# Weber speakers Canadian dealer?



## King Loudness (May 3, 2010)

Simple question -- is there anyone CURRENTLY selling Weber speakers within Canada? I'd like to buy a 12F150 for my '76 SFDR and maybe one of their 8s as well for my '78 Champ, but would rather avoid getting from the US. Electroglide amps seem to make mention of it on their site (Medicine Hat, AB) but I don't know how current that is. 

Any leads?

W.


----------



## copperhead (May 24, 2006)

I think they sell them direct .Not aware of any dealers


----------



## GWN! (Nov 2, 2014)

Bill Gill used to carry them. Not sure if he still does.

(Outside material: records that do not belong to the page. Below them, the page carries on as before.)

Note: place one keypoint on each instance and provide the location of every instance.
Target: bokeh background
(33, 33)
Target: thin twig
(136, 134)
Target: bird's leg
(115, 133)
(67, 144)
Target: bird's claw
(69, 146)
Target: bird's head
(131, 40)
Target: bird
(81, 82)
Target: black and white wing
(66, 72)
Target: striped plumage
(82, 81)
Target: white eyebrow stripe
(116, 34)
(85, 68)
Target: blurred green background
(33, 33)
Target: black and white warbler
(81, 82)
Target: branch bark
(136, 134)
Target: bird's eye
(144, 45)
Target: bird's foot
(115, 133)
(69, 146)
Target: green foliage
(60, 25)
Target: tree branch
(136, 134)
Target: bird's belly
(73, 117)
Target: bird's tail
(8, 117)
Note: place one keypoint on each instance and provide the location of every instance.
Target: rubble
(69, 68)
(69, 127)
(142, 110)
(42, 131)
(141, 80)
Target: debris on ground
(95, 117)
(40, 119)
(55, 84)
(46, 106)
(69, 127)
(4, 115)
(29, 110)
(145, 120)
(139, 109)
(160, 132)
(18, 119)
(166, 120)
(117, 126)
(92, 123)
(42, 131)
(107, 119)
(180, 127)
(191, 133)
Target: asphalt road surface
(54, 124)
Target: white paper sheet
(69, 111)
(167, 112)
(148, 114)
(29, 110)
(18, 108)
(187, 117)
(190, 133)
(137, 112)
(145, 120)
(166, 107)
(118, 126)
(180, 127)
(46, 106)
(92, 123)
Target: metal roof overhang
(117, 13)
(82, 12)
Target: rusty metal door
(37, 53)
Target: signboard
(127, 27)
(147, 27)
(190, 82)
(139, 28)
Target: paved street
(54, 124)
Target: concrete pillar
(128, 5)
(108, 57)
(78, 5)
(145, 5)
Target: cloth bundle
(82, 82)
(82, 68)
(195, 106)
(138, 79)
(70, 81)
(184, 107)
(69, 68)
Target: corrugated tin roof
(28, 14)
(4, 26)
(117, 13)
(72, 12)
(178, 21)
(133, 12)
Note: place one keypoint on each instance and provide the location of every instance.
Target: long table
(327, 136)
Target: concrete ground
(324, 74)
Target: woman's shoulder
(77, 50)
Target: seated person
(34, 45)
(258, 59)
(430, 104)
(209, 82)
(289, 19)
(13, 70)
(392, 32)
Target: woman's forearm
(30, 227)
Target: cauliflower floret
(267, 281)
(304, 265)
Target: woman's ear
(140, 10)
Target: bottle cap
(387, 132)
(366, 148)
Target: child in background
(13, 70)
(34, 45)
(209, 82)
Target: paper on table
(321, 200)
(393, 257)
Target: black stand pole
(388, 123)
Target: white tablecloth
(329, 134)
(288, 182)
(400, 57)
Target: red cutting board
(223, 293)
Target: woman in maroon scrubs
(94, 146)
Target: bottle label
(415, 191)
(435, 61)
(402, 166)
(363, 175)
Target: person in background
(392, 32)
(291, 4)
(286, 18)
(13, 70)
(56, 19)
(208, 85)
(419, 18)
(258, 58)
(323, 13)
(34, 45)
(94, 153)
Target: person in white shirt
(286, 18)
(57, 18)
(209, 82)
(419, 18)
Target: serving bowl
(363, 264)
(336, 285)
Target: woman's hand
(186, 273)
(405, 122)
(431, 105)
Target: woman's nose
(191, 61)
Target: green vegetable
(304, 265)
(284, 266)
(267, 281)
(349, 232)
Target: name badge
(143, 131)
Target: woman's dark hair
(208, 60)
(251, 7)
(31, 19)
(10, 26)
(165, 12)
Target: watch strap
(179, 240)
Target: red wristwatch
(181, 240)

Home - ElectroGlide Amplifiers | Medicine Hat, Alberta


----------



## King Loudness (May 3, 2010)

GWN! said:


> Bill Gill used to carry them. Not sure if he still does.
> 
> Home - ElectroGlide Amplifiers | Medicine Hat, Alberta


That's the guy that Dad and I found when we were looking for a dealer. I haven't emailed him yet, but I'm not sure if he still deals with them or not.

W.


----------



## PTWamps (Aug 5, 2016)

Rosemere Musique outside Montreal. They sell WGS in store and online. I have friends who were very satisfied. The store does not seem to have a website, but they have a Facebook page. I'm not sure how to order online, but just contact them. They'll speak English to you.


----------



## King Loudness (May 3, 2010)

PTWamps said:


> Rosemere Musique outside Montreal. They sell WGS in store and online. I have friends who were very satisfied. The store does not seem to have a website, but they have a Facebook page. I'm not sure how to order online, but just contact them. They'll speak English to you.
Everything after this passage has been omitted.